The buyout was achieved on 20 January 1989. General Manager Moir Lockhead, together with four other managers, took a 51% stake in the new company, with employees holding 33%, and Aberdeen Asset Management and 3i the remaining 16%. At the time GRT had a fleet of 200 buses and 500 employees.

GRT Group went on to purchase other bus operators in England and Scotland. In April 1994, it was listed on the Stock Exchange. In June 1995, GRT Group merged with Badgerline to form FirstBus. GRT Group contributed 1,600 buses to the new company's fleet of 5,600.

==Acquisitions==
As GRT Holdings:
- Midland Scottish September 1990 (ex Scottish Bus Group)
- Northampton Transport October 1993 (ex Northampton Council)
- Leicester CityBus November 1993 (ex Leicester City Council)

As GRT Bus Group plc:
- Eastern Counties July 1994 (ex National Bus Company)
- Scottish Motor Traction October 1994 (ex Scottish Bus Group)
- Lowland Scottish November 1994 (ex Scottish Bus Group)

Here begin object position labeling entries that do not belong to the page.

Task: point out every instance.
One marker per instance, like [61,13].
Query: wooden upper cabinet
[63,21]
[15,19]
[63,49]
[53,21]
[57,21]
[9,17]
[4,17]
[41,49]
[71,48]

Midland Scottish, Eastern Counties, Scottish Motor Traction and Lowland Scottish, were regional companies, with operating territories stretching over large areas comprising town and interurban services. The Northampton and Leicester operations were town based networks, like Grampian.

==Livery==
As GRT Group, the company had developed a form of corporate livery dictated by an arrangement of a horizontal and diagonal bands over a base colour. The colour scheme of the bands were derived from colours representative of the subsidiary company, while the base colour was chosen as cream. Lowland Scottish, however, opted to use yellow for its base colour. The companies retained their own version of a company logo. Some companies developed an alternate livery with a gold band for the introduction of new buses.

With the formation of FirstBus, the former GRT companies retained its corporate livery, with the individual company logos replaced with the company name in a new standard corporate typeface, along with a stylised f symbol representing FirstBus.